Our stock market is in cheap territory and somewhat overdue for a big rally

17 Nov 08          

Paul Hansen, Group Director, Retail Investing of Stanlib writes that global conditions are worsening. He quotes BCA Research house from Canada who point out that global economic risks are predominantly to the downside given adverse feedback loops between credit markets and activity.

BCA say that this is no more evident than in the shipping industry, where the Baltic Shipping Index has fallen 93%. Bad news is feeding upon bad news as one negative spawns a bunch of other negatives, almost as if the economic system is unraveling.

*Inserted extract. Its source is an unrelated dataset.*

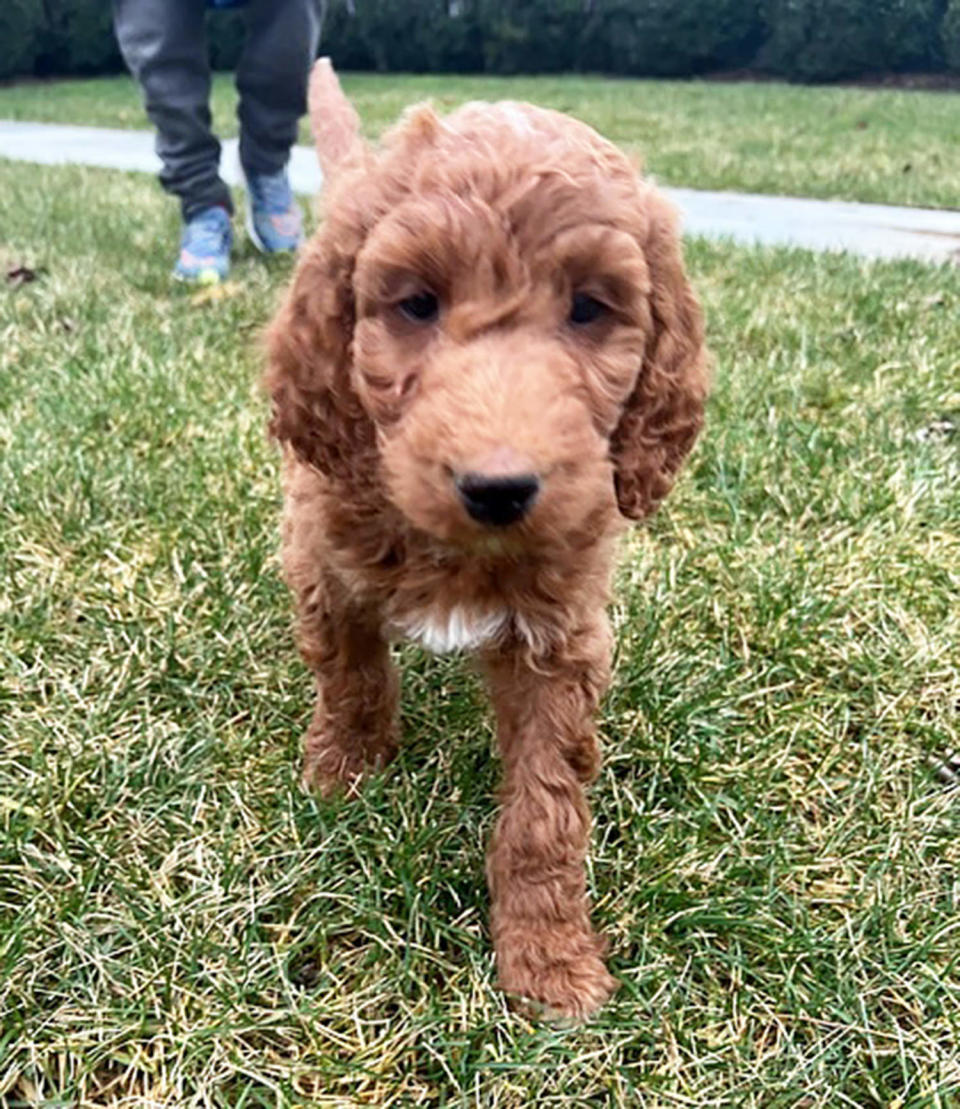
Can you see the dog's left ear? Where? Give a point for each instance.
(664, 411)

US Treasury Secretary Henry Paulson's about-turn on buying toxic debt from banks is a sign that his plans are fading fast. Capital markets (share and bond markets) have already priced in a recession in the developed economies and a considerable slowdown in the emerging economies. But corporate news should be poor in the months ahead, with earnings forecasts slashed repeatedly. Currently global share prices are building in a 30% decline in company earnings according to BCA. If earnings fall by, say, 45%, then share prices could still decline by another 29%.

BCA reckon the deteriorating economic landscape argues for caution toward shares and corporate bonds, despite valuations that seem appealing on the surface. Corporate earnings estimates are set to be cut severely and negative news-flow will be a repeated hurdle for shares.

The de-leveraging (reducing debt) cycle could mean that economies may take years rather than months to recover. As the CEO of Merrill Lynch, John Thain, said recently: ¯The global economy is entering a slowdown of epic proportions comparable with the period after the 1929 crash.

The ALSI Top 40 Index shown above (down 4% by on Monday) is rapidly approaching its low of 16,670 recorded on October 27th. There is a possibility (and hope) that it stops falling around this level, thereby establishing the ¯double bottom from which a good rally normally ensues. Certainly, as mentioned in previous weeks, our stock market is in cheap territory and somewhat overdue for a big rally.

However, it is concerning that Billiton reached a new low today (down 55% in rand terms, 69% in dollar terms). Anglo American is also trading at a new low today (-66% in rand terms or 74% in dollar terms). In dollar terms, Anglo has fallen from over $70 per share in late 2007 to under $20 today (2003 and 2004 levels). Uncertainty abounds.